Tratando de reprimir la emoción que la embargaba, Fidelma sacudió la cabeza. Esperaba que los ojos no le brillaran demasiado.
– En este momento no sé si Eadulf es culpable o no. Creo que es inocente. Concedo valor a su palabra. Pero las palabras no son suficientes. Sólo digo, desde la experiencia, que a estas alturas ya debería haber una respuesta a demasiadas preguntas y ahora… ahora parece demasiado tarde. Regresad a la posada, Dego. Me reuniré con vos y Enda después.

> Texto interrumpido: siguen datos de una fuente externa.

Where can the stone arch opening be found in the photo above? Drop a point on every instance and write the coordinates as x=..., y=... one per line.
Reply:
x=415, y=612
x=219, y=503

Con paso cansino y abrumada por pensamientos sombríos, Fidelma se dirigió a la abadía a través de la ciudad. No sabía qué iba a decirle a Eadulf. Sólo podía contarle la verdad. Sentía que le había fallado por completo. Estaba convencida de que, pese al intento de Fianamail de recurrir a medidas diplomáticas, el obispo Forbassach denegaría la apelación. La beligerancia con que éste había rebatido todas sus preguntas indicaba que pretendía mantener la petición de la abadesa Fainder y aprobar aquellos atroces castigos.
¡Si al menos hubiera dispuesto de más tiempo! Las pruebas y declaraciones presentaban tantas inverosimilitudes… Y sin embargo el obispo Forbassach no parecía interesado en investigarlas. ¡Tiempo! ¡Era una simple cuestión de tiempo! Y al día siguiente, cuando el sol estuviera en su cenit, su querido amigo y compañero perdería la vida porque ella no había sido capaz de salvarle.
Al aproximarse a la entrada de la abadía, decidió que no permitiría que nadie viera que había perdido confianza; a fin de cuentas sólo hacía falta algo, cualquier cosa, para un aplazamiento. Alzó el mentón en actitud defensiva.